Once the blade is balanced, inspectors give it a quality check – the last of many that have been performed throughout the entire manufacturing process. The blade then receives a decal or a stencil with the manufacturer’s name and a serial number.

The Future of Finishing

At most of TPI’s manufacturing factories, half of the space is dedicated to molding operations and the other half to finishing. When operating 24 hours a day, five days a week, a four mold-set factory will produce 20 blades per week – or about 1,000 blades per year, based on the desired 24-hour molding cycle.

The capacity of the plant is dictated by the speed of the lay-up, assembly and demolding processes, which take about 24 hours in elapsed time per mold set. The finishing stages take about twice as long in elapsed time, and there may be 10 to 15 blades in the finishing queue at any time, says Nolet.

“From the start of the molding of the blade to the time it rolls out as delivered is about 72 hours,” he says.
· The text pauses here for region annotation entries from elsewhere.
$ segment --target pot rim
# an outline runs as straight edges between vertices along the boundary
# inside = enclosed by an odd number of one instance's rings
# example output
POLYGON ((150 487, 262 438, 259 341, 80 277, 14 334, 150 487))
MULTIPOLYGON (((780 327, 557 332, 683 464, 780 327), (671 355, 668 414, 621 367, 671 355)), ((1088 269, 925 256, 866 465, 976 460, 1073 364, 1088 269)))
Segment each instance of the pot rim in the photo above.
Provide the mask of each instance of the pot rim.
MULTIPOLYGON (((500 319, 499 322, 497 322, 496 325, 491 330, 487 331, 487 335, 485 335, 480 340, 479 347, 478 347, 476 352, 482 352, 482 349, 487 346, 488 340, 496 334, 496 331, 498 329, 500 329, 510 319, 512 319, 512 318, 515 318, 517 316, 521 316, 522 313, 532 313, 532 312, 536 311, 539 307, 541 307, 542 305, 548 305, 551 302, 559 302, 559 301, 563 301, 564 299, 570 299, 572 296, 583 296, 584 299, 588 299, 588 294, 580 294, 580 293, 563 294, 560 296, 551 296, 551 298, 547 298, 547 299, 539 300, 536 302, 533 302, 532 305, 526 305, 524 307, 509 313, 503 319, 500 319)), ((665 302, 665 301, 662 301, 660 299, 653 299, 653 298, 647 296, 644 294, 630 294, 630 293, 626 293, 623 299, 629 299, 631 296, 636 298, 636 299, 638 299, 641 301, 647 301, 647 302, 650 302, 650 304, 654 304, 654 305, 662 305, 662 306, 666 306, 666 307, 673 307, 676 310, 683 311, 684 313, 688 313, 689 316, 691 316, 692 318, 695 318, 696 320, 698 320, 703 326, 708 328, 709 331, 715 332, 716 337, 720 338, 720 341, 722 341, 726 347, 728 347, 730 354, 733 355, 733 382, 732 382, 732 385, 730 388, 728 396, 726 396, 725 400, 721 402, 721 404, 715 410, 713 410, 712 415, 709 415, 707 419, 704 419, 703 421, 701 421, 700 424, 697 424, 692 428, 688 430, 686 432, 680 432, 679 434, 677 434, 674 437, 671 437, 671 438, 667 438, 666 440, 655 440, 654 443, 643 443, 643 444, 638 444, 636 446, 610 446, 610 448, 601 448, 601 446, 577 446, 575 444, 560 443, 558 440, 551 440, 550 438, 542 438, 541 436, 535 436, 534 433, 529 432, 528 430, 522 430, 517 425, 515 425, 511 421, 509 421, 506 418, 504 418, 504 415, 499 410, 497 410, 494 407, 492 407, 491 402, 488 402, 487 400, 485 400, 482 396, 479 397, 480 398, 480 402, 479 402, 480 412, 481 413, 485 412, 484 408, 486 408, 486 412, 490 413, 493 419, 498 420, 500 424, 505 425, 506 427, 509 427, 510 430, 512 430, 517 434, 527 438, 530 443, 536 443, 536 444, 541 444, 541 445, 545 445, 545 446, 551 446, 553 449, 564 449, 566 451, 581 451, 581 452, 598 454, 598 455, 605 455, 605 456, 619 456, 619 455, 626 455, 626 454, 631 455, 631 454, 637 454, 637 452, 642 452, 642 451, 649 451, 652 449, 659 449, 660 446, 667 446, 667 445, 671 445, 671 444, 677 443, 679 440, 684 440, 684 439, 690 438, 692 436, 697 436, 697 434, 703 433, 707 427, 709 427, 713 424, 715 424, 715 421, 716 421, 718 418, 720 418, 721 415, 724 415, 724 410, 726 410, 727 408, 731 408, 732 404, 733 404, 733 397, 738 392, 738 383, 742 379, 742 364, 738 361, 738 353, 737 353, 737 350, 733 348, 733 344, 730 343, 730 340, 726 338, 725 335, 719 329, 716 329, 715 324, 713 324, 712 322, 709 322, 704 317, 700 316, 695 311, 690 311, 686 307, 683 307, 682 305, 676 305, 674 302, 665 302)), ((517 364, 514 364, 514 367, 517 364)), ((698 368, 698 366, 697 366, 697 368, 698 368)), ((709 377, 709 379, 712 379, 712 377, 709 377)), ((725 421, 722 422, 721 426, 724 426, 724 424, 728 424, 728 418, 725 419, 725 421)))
Automation could speed up that process. The development of 3D models will help manufacturers improve the accuracy of blade assembly, and the adoption of robotic systems for finishing will become more widespread as those systems become more capable.

But automation brings its own challenges. Product cycles today are short, and blade shapes frequently change. If a wind turbine manufacturer only wants 500 blades of a particular design, it’s difficult for blade producers to justify the cost and time it would take to implement an automated setup. Robotic manufacturers are looking at ways to make their systems more adaptable to different designs, Nolet says.

Another challenge is planning for the space required by the automation technology. That must be done early in the plant design to incorporate it into the process flow. If a new automated system calls for a bridge crane, it’s usually not possible to retrofit an existing plant to accommodate it.

The changeover to increased automation in finishing will be gradual, Nolet adds. “You won’t see the difference in the next six months, but you will see that difference over the course of years, another couple of generations of product cycles. I think there’ll be more effective automation being employed because of the response of system integrators to improve the adaptability of robotic systems.”